In his opening remarks at a morning hearing today on the future of America's health, Bennett said 300,000 Americans will die this year from illnesses related to overweight and obesity. The government ought to scientifically re-evaluate the widely disseminated nutritional food pyramid developed by the U.S. Department of Agriculture, Bennett says. He notes the apparent effectiveness of diets that advocate reduced consumption of carbohydrates, which form the base of the USDA food pyramid.
"There is good science," says U.S. Surgeon General Richard Carmona, M.D., but a large part of the problem is one of low health literacy. "Overall, we are a health illiterate society. We don't know what is science and what is hype."

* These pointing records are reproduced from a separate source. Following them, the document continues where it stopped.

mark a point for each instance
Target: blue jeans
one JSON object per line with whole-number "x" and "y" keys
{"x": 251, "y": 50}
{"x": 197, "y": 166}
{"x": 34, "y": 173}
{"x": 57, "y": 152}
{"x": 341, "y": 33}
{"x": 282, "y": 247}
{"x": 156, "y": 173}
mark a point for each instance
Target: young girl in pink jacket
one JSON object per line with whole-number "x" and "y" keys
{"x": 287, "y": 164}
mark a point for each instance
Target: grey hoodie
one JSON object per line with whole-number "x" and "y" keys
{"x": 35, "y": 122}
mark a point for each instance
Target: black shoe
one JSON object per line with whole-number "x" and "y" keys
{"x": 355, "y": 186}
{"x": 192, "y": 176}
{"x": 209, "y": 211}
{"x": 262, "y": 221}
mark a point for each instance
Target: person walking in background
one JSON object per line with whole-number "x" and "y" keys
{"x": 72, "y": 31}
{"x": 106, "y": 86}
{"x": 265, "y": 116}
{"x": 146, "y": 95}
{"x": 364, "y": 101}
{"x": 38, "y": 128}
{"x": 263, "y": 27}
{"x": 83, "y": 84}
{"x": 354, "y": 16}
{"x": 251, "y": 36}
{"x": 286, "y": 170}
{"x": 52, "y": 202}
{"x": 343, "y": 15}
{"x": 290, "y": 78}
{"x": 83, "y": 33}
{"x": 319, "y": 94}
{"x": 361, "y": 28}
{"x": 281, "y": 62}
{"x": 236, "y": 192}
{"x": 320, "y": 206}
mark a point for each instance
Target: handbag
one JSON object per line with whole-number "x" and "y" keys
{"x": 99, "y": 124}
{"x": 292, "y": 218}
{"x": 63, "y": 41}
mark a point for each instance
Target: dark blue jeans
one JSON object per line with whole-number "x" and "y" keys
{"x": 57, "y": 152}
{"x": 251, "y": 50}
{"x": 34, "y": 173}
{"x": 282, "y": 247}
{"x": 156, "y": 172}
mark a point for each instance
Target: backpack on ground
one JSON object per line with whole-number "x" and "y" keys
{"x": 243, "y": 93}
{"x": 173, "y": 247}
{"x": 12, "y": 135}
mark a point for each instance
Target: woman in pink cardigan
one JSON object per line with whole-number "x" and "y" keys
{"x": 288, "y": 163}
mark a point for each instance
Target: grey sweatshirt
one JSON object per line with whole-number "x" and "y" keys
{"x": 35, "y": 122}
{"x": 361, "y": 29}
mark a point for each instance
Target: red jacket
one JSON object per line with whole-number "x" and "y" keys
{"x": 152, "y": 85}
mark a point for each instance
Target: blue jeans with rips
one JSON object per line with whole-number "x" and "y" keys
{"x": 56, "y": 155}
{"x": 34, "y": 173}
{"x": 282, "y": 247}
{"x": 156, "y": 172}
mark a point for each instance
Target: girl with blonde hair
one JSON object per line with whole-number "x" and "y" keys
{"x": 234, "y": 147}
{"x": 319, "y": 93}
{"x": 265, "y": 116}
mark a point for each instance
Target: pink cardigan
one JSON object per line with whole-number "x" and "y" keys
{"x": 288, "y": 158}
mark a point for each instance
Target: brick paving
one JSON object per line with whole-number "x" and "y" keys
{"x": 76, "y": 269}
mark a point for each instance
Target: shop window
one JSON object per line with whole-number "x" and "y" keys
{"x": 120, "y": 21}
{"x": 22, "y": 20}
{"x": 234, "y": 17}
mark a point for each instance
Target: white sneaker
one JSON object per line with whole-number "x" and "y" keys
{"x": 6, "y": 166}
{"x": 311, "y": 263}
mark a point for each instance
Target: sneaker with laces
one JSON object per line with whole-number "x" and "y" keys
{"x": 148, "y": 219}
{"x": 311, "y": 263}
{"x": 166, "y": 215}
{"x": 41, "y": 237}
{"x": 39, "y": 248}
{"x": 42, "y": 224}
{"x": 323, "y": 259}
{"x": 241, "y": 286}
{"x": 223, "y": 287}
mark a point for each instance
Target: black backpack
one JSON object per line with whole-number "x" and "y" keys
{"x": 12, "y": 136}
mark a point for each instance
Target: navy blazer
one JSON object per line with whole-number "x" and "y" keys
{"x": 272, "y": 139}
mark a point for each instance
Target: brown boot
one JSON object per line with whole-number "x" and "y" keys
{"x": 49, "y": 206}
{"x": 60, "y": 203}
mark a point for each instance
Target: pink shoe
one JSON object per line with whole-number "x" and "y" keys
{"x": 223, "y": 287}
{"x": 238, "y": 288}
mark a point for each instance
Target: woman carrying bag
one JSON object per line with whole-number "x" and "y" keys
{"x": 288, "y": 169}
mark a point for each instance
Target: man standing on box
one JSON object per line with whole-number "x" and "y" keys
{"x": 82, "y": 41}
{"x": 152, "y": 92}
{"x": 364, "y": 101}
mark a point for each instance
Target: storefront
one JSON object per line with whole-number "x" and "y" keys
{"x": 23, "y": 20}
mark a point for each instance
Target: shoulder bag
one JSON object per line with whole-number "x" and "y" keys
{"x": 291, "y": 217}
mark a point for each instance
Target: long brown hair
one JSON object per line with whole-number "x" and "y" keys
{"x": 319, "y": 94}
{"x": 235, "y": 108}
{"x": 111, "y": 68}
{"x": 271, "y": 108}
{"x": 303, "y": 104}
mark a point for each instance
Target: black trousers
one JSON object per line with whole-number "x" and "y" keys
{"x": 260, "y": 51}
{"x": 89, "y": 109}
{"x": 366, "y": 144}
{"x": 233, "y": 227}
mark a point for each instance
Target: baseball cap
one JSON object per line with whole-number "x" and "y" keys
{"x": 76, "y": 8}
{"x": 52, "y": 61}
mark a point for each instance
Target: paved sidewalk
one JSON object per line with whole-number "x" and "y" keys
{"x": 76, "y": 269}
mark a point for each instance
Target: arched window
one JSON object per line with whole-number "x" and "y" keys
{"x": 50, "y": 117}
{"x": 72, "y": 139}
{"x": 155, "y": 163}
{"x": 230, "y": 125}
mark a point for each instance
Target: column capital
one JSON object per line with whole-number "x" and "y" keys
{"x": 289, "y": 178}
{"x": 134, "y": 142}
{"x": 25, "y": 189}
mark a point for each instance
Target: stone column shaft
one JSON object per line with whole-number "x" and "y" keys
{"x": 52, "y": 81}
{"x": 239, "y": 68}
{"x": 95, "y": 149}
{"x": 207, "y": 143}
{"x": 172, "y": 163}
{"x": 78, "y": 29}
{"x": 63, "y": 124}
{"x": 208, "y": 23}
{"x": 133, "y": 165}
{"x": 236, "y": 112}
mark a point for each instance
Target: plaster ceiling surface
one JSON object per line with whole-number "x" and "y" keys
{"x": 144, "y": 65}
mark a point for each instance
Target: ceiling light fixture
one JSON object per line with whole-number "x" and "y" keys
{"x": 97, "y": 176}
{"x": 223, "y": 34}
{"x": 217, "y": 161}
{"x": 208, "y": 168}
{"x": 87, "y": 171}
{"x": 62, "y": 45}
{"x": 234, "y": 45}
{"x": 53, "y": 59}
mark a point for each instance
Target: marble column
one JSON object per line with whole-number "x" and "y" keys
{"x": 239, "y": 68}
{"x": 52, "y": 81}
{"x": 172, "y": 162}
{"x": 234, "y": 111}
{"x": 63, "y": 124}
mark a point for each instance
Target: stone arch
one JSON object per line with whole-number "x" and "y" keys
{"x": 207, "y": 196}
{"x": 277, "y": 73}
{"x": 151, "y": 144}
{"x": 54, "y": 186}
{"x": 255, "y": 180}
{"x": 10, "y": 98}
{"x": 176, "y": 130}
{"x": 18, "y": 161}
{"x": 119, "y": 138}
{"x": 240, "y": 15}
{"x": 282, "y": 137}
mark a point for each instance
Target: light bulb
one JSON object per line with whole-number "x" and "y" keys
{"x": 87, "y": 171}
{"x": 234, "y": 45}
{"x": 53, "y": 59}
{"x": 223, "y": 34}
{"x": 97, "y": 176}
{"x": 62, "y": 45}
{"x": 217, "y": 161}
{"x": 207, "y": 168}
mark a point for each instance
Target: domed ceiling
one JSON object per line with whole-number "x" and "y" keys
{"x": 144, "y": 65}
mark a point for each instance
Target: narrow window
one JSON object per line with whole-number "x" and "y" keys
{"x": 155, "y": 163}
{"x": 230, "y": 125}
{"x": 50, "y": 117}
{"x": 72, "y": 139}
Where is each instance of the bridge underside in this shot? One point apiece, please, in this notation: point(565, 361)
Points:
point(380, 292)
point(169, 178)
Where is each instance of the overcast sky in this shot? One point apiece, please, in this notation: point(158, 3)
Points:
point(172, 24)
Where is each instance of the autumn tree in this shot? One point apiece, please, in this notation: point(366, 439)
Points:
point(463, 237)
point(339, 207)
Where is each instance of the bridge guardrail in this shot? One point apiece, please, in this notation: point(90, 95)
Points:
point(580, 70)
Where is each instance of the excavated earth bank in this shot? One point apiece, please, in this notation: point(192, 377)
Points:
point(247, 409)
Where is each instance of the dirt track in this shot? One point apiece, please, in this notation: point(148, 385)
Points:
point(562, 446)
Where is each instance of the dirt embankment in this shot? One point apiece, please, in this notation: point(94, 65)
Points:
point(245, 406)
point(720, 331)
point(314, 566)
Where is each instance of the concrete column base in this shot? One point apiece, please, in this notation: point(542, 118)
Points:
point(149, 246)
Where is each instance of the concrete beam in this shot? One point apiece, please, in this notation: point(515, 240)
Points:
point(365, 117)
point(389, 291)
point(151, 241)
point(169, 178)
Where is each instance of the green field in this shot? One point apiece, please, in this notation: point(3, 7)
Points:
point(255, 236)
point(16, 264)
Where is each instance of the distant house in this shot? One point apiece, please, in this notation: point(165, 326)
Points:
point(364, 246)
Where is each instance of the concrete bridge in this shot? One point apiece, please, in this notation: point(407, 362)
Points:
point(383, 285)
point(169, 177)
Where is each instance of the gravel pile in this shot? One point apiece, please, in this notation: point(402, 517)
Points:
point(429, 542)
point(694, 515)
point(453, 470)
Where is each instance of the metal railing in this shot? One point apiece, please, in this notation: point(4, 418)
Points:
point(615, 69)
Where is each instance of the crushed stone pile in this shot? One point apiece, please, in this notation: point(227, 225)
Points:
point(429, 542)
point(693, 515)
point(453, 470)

Carmona says a group of representatives of HHS and USDA is meeting to review elements of the food pyramid, but he did not have available a date for release of a report of that group's findings.
Another key issue is the affordability of nutritious food for low-income Americans, says Diane Rowland, executive vice president of the Kaiser Family Foundation.
"Food that is the cheapest is often the worst for them," Rowland says. "The 99-cent meal is part of what we have to deal with."
Committee members also questioned James Oatman, senior vice president of Fortis Health, a health insurance company that specializes in the individual and small group markets, about how health plans can build incentive structures into their products for members to live healthier lifestyles.
Oatman says Fortis Health offers medical savings accounts (MSAs) that help limit out-of-pocket expenditures for sick people. He says the population who purchase that option is representative of the business as a whole and not adversely selected by younger, healthier people, as many might surmise. Half the people who buy Fortis Health MSAs previously had no insurance at all, Oatman says.
Research under way at the Urban Institute suggests that lack of insurance during late middle age leads to significantly poorer health at age 65, and that continuous coverage in middle age could lead to a $10 billion-per-year savings to Medicare and Medicaid, Rowland says.
Rowland stresses that lack of insurance prevents many from accessing the benefits of prevention and wellness programs employers and insurers are starting to offer.
"For many Americans, the gaps won't be closed by healthy behavior alone," Rowland says.